Gli alunni goriziani sono senza palestre
Mancano palestre scolastiche in città: bisogna correre ai ripari. L’appello, forte e chiaro, venne formulato più di otto anni fa dal coordinatore dell’Ufficio educazione fisica dell’ex Provveditorato Umberto Ballarini. Si innescò un dibattito con tante belle promesse. Sembrava, insomma, che il problema fosse avviato alla soluzione.

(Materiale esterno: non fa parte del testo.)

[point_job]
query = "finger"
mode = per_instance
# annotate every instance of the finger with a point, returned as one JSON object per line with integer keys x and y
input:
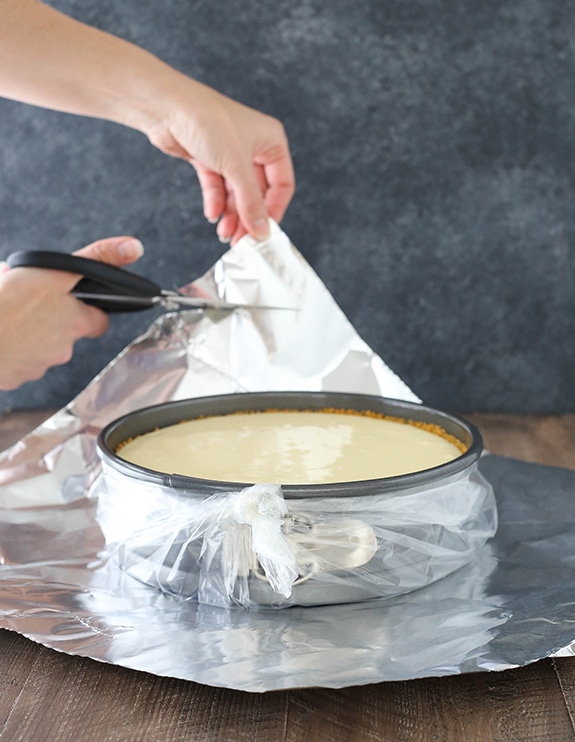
{"x": 91, "y": 321}
{"x": 280, "y": 181}
{"x": 116, "y": 251}
{"x": 248, "y": 199}
{"x": 214, "y": 194}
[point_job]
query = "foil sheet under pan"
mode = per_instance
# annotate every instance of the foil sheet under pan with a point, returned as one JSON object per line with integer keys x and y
{"x": 510, "y": 606}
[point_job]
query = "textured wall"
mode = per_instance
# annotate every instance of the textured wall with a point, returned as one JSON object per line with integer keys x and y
{"x": 434, "y": 148}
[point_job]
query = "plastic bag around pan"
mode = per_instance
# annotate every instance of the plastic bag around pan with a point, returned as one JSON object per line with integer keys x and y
{"x": 253, "y": 547}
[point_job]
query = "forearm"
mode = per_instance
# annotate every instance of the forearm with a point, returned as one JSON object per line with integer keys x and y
{"x": 51, "y": 60}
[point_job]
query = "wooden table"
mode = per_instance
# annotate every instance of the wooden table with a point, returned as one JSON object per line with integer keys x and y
{"x": 45, "y": 695}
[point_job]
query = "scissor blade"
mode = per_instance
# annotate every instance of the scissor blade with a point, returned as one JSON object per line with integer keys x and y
{"x": 191, "y": 301}
{"x": 170, "y": 302}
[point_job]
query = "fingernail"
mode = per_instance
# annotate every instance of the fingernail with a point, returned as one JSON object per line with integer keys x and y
{"x": 261, "y": 230}
{"x": 131, "y": 249}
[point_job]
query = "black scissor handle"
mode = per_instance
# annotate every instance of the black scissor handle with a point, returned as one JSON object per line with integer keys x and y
{"x": 99, "y": 278}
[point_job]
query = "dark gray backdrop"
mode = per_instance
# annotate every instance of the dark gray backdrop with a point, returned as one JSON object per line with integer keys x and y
{"x": 434, "y": 148}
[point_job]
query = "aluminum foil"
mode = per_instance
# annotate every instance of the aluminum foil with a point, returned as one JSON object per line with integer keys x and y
{"x": 510, "y": 606}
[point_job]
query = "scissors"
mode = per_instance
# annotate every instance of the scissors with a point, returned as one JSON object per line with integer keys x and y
{"x": 116, "y": 289}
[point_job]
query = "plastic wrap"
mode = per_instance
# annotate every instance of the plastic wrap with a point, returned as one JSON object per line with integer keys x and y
{"x": 254, "y": 547}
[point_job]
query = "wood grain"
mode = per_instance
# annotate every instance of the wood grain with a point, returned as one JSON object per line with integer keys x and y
{"x": 53, "y": 697}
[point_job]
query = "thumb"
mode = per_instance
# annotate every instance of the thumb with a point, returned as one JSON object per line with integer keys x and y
{"x": 116, "y": 251}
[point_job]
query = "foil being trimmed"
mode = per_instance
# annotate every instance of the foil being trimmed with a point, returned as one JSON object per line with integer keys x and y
{"x": 509, "y": 606}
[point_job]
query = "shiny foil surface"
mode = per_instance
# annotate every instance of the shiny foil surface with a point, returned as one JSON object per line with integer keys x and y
{"x": 511, "y": 605}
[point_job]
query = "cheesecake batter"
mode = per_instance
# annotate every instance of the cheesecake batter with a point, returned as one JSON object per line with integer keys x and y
{"x": 292, "y": 447}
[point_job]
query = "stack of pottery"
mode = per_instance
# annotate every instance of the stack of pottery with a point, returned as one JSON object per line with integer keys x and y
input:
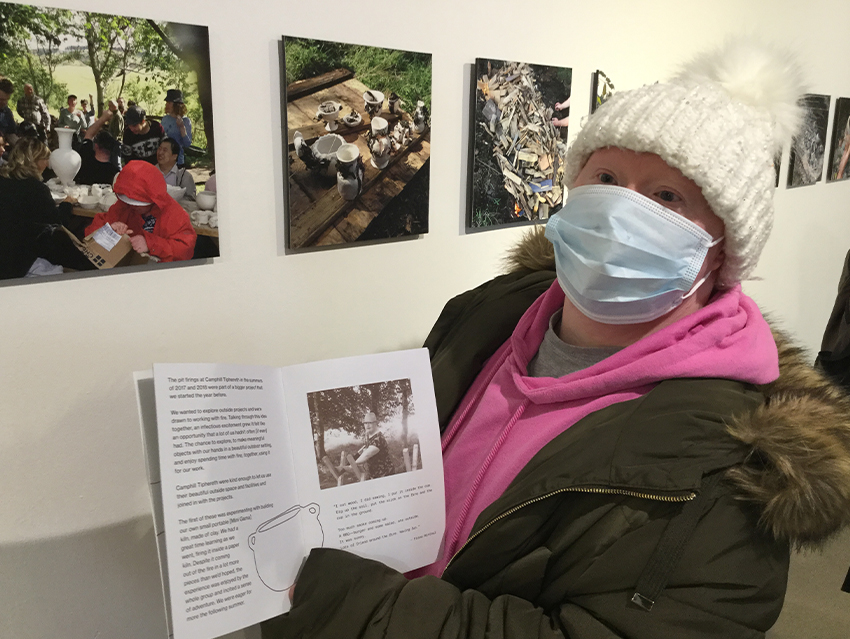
{"x": 350, "y": 171}
{"x": 321, "y": 156}
{"x": 379, "y": 144}
{"x": 394, "y": 103}
{"x": 329, "y": 112}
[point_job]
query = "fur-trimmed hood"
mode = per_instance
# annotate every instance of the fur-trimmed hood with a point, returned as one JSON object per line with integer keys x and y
{"x": 798, "y": 471}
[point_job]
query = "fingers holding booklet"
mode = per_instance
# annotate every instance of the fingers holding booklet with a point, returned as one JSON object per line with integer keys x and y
{"x": 252, "y": 466}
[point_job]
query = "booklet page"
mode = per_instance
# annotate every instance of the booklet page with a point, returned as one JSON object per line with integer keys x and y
{"x": 228, "y": 490}
{"x": 367, "y": 452}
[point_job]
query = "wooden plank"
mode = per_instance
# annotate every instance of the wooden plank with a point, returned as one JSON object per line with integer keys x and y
{"x": 352, "y": 225}
{"x": 299, "y": 201}
{"x": 312, "y": 131}
{"x": 304, "y": 230}
{"x": 301, "y": 88}
{"x": 331, "y": 237}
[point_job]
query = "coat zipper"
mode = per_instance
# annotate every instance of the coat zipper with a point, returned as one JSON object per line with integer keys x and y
{"x": 574, "y": 489}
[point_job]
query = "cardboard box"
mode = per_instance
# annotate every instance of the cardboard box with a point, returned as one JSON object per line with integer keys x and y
{"x": 122, "y": 254}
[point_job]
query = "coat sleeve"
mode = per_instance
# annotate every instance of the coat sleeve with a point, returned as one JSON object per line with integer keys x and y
{"x": 178, "y": 241}
{"x": 367, "y": 600}
{"x": 575, "y": 582}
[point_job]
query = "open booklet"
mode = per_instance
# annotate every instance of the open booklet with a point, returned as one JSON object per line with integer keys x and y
{"x": 250, "y": 467}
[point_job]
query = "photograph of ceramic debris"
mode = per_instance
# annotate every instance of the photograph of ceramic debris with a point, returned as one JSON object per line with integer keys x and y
{"x": 839, "y": 150}
{"x": 100, "y": 92}
{"x": 805, "y": 164}
{"x": 358, "y": 142}
{"x": 519, "y": 126}
{"x": 601, "y": 89}
{"x": 363, "y": 432}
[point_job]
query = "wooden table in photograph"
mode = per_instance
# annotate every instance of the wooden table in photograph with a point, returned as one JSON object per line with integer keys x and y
{"x": 318, "y": 215}
{"x": 200, "y": 229}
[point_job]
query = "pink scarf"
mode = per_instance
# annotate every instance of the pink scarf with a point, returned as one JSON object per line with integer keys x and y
{"x": 506, "y": 417}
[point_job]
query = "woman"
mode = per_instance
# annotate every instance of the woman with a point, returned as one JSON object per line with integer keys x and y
{"x": 28, "y": 214}
{"x": 177, "y": 126}
{"x": 627, "y": 450}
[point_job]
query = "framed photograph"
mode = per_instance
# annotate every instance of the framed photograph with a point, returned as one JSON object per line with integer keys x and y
{"x": 518, "y": 133}
{"x": 92, "y": 95}
{"x": 358, "y": 142}
{"x": 805, "y": 164}
{"x": 839, "y": 150}
{"x": 601, "y": 89}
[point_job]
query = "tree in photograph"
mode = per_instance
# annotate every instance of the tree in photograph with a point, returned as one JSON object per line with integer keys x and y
{"x": 190, "y": 44}
{"x": 109, "y": 44}
{"x": 23, "y": 25}
{"x": 337, "y": 409}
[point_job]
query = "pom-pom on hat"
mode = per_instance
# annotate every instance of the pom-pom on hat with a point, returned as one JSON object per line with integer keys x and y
{"x": 722, "y": 121}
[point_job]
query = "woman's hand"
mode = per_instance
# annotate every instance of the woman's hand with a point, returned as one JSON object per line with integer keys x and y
{"x": 121, "y": 228}
{"x": 139, "y": 243}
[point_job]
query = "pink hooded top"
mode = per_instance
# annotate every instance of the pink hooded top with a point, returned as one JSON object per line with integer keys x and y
{"x": 506, "y": 417}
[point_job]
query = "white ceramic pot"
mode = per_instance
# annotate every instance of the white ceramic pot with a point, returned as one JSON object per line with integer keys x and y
{"x": 381, "y": 149}
{"x": 65, "y": 161}
{"x": 374, "y": 102}
{"x": 349, "y": 171}
{"x": 324, "y": 150}
{"x": 205, "y": 200}
{"x": 107, "y": 200}
{"x": 420, "y": 117}
{"x": 329, "y": 112}
{"x": 277, "y": 545}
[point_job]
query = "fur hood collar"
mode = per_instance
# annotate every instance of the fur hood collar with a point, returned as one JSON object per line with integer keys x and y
{"x": 798, "y": 470}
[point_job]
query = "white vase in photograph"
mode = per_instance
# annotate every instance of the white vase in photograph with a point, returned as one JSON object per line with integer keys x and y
{"x": 205, "y": 200}
{"x": 373, "y": 102}
{"x": 65, "y": 161}
{"x": 349, "y": 171}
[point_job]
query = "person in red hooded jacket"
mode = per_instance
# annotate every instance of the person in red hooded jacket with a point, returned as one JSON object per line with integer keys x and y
{"x": 156, "y": 224}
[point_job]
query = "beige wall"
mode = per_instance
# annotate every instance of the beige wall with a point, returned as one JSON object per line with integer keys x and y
{"x": 77, "y": 557}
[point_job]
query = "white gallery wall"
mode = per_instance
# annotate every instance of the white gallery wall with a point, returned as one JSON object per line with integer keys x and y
{"x": 77, "y": 554}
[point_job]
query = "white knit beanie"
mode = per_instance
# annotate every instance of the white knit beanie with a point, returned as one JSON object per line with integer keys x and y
{"x": 722, "y": 121}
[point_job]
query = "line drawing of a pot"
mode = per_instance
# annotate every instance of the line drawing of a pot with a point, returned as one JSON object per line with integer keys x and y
{"x": 277, "y": 547}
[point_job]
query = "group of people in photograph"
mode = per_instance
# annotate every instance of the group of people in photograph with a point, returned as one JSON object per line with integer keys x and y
{"x": 121, "y": 147}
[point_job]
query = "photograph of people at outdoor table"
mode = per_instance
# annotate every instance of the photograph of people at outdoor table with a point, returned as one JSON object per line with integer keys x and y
{"x": 84, "y": 98}
{"x": 358, "y": 142}
{"x": 363, "y": 432}
{"x": 520, "y": 115}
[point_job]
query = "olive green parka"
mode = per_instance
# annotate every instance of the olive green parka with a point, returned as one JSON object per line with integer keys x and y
{"x": 671, "y": 515}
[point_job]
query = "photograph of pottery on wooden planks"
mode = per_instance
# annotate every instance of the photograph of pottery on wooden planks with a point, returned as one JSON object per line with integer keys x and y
{"x": 520, "y": 117}
{"x": 358, "y": 142}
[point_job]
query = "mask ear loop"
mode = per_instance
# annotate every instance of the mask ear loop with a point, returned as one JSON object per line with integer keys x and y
{"x": 704, "y": 277}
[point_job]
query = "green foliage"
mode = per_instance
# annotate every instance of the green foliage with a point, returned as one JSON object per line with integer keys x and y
{"x": 22, "y": 25}
{"x": 406, "y": 73}
{"x": 343, "y": 408}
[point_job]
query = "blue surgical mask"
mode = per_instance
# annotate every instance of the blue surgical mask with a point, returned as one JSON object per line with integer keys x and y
{"x": 621, "y": 257}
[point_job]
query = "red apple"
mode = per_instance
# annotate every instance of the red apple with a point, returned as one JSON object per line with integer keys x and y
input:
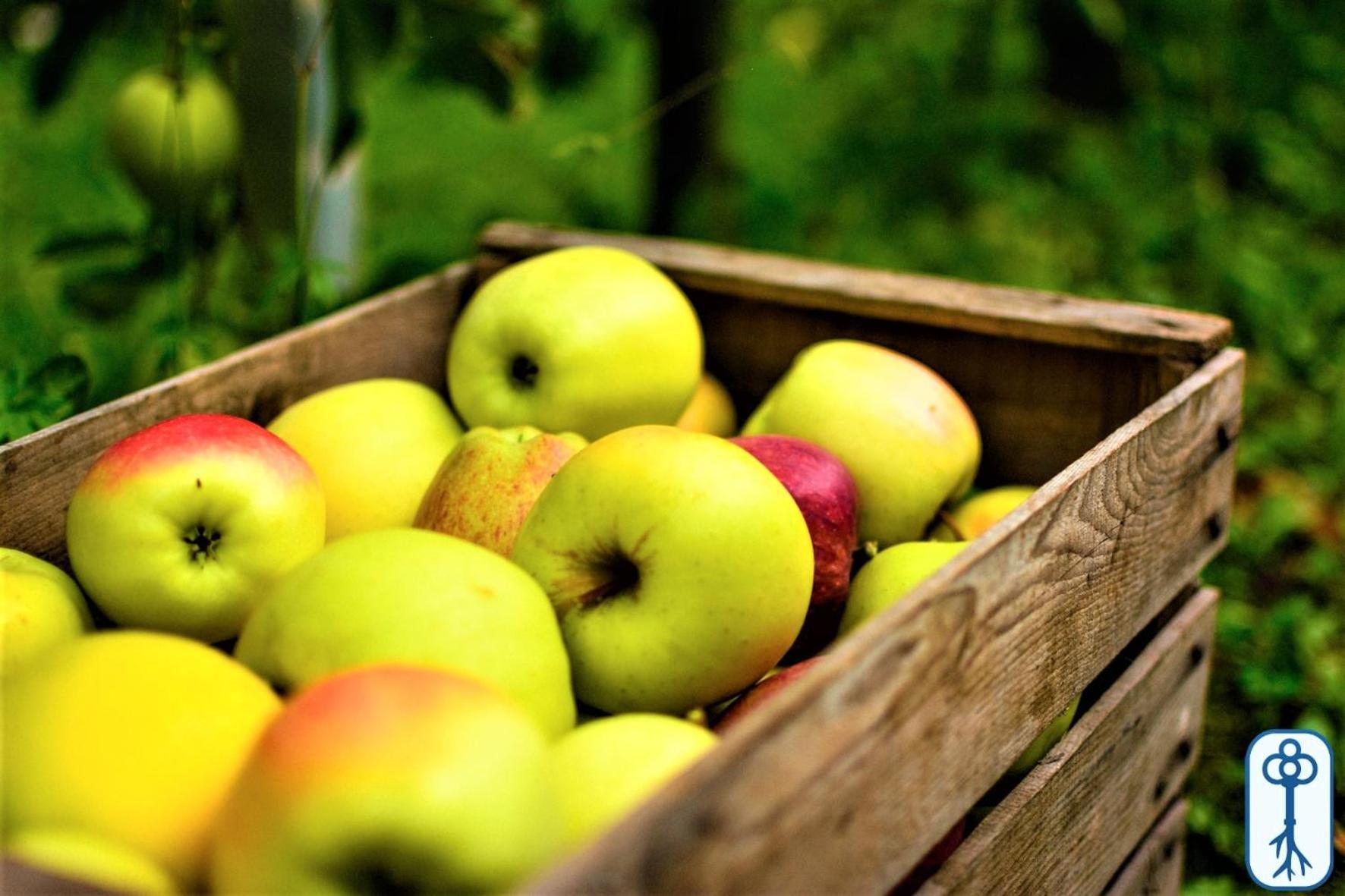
{"x": 826, "y": 494}
{"x": 761, "y": 693}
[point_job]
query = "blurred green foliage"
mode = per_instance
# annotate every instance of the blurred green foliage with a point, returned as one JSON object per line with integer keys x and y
{"x": 1186, "y": 154}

La situazione odierna? «È addirittura peggiorata soprattutto per quanto riguarda le Superiori. Le poche palestre utilizzabili, nel frattempo, si sono deteriorate. Ad esempio, quella del Pacassi viene usata parzialmente perché il tetto spande, le altre distano parecchio dalle scuole. La situazione a Gorizia è indiscutibilmente critica. È vero, oggi ci sono poche risorse a disposizione: quel che fa più arrabbiare è che quando invece ce n’erano non si è fatto abbastanza».
Scarsità
di strutture
Ballarini è un fiume in piena. Del resto, questo è sempre stato un suo cavallo di battaglia. Ricorda che la Ascoli e la Trinko sono sprovviste di palestre, l’istituto comprensivo di Lucinico utilizza parzialmente la struttura di via Veniero («Per il resto i bambini sono raminghi», dichiara), tutto il polo liceale, a prescindere dalla Magistrali, non ha una sede specifica dove fare attività motoria, il D’Annunzio si serve del Kulturni Dom. «Quante strutture occorrerebbero? Parecchie. Sono anni che si parla di realizzare una palestra per la “Ascoli” in via Mascagni e siamo fermi alle parole. In città, al di là della Pecorini, non c’è scuola elementare che sia dotata di una palestra annessa. Mi piacerebbe tanto parlare con i politici per spiegare loro che il problema è reale, elencando anche quali sono le priorità». Ballarini prende atto dei «buoni propositi» manifestati a più riprese nel passato sia da parte dell’amministrazione comunale che di quella provinciale. Ma vedrebbe bene un coinvolgimento diretto degli insegnanti di educazione fisica. «Chi meglio di loro sanno quali sono le migliori dotazioni per le palestre?»
L’organizzazione
delle scuole
Ma come si organizzano le scuole? Utilizzando gli scuolabus o il trasporto pubblico dell’Apt. «Ma è chiaro che, in questa maniera, bisogna mettere in conto il tempo del trasferimento dalla scuola alla palestra. In altre parole, gli studenti invece di effettuare un’ora di educazione fisica, devono accontentarsi di 45 minuti, a volte anche meno». Inoltre, tutti gli spostamenti avvengono sotto la responsabilità degli insegnanti stessi. Sono loro che devono stare attenti quando gli studenti attraversano la strada, passano vicino alle auto, affrontano gli incroci. «E se dovesse succedere un incidente? Chi risponde? Il docente di educazione fisica è sempre solo e deve “gestire” venticinque alunni quando la legge dice che dovrebbero esserci 15 studenti per classe. In altre parole, viene sì salvaguardata - continua Ballarini - l’integrità dell’attività di educazione fisica ma, è chiaro, sarebbe preferibile avere un maggior numero di palestre a disposizione».
Spazi
adattati
I bambini, nelle ore di educazione fisica, devono utilizzare il più delle volte spazi “adattati”. Peraltro, le condizioni degli impianti (quelli che si possono utilizzare) non soddisfano affatto gli insegnanti di educazione fisica, che già devono fare i salti mortali per garantire un minimo di attività motoria ai più piccoli.